Collaborative research approaches can significantly accelerate progress in understanding TIM50 function through integration of diverse expertise and technologies. Interdisciplinary teams combining structural biologists, molecular geneticists, plant pathologists, and computational biologists would bring complementary perspectives to the complex questions surrounding TIM50 function . International consortia connecting researchers studying different Phytophthora species could facilitate comparative analyses that reveal evolutionary patterns and host-specific adaptations . Public-private partnerships between academic institutions and agricultural technology companies could accelerate translation of basic research into applied disease management strategies. Standardized protocols and materials sharing, such as recombinant protein constructs, antibodies, and genetic modification tools optimized for P. infestans, would enhance reproducibility and enable more rapid progress. Centralized data repositories integrating proteomics, genomics, and functional studies related to mitochondrial import in oomycetes would facilitate meta-analyses and systems-level insights. Collaborative field testing networks could evaluate the relevance of laboratory findings to real-world agricultural contexts. Engagement with potato growers and industry stakeholders would ensure research priorities align with practical needs for disease management.

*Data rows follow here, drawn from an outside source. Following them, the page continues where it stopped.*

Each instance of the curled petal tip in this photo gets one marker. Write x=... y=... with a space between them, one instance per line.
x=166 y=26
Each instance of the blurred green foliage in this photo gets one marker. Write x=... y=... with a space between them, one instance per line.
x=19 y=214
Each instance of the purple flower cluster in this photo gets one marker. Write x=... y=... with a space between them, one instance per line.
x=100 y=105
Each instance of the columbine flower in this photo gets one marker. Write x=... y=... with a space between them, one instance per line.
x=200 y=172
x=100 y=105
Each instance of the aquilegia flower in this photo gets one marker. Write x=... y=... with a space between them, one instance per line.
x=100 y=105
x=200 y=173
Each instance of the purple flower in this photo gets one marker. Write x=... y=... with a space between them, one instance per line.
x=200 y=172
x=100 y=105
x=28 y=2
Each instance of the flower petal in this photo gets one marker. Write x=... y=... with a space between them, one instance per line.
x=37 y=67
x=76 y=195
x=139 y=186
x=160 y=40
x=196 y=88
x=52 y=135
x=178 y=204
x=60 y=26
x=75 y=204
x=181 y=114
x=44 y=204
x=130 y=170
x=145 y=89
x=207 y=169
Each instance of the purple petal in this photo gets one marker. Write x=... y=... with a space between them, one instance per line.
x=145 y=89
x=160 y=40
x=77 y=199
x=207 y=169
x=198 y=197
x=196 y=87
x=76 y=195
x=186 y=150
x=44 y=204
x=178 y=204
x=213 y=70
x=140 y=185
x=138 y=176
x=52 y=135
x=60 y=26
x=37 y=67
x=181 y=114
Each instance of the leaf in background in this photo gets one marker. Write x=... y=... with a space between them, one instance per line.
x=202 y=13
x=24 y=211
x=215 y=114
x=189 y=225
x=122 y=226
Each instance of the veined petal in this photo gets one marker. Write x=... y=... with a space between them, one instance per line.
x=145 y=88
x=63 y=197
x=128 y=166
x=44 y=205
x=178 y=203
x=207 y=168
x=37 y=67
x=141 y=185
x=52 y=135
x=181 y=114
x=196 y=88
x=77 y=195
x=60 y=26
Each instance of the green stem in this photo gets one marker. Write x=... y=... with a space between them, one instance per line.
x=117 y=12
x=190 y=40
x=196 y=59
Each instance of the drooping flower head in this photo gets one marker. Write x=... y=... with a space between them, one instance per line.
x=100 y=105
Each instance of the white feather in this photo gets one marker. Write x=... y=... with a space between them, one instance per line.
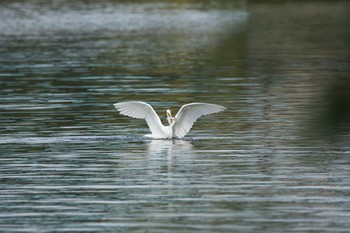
x=184 y=119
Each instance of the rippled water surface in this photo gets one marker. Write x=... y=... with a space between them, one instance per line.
x=276 y=161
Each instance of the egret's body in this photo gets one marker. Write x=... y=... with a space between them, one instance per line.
x=178 y=126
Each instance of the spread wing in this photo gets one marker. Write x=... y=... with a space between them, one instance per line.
x=189 y=113
x=141 y=110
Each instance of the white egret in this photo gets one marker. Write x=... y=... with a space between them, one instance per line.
x=178 y=126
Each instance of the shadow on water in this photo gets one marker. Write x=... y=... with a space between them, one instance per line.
x=275 y=65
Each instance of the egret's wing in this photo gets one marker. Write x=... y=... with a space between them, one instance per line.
x=141 y=110
x=189 y=113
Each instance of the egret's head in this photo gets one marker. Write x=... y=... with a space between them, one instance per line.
x=168 y=113
x=169 y=117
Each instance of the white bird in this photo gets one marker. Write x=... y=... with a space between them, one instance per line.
x=178 y=126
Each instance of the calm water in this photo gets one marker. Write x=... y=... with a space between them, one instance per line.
x=70 y=163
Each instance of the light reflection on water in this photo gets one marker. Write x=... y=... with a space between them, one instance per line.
x=70 y=163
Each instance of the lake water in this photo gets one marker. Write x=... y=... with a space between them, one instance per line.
x=278 y=160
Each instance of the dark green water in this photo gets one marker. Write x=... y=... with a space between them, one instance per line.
x=276 y=161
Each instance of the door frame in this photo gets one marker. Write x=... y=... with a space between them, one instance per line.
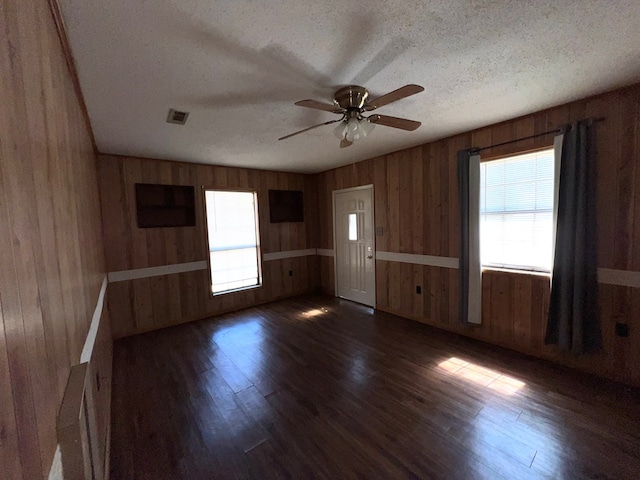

Educational initiatives training early-career researchers in the interdisciplinary skills needed for this research would build capacity for future discovery. Open science approaches with preprint sharing and open access publication would accelerate knowledge dissemination. Together, these collaborative strategies would transform our understanding of TIM50 function in P. infestans more rapidly than traditional siloed research approaches, potentially leading to innovative solutions for managing this devastating plant pathogen.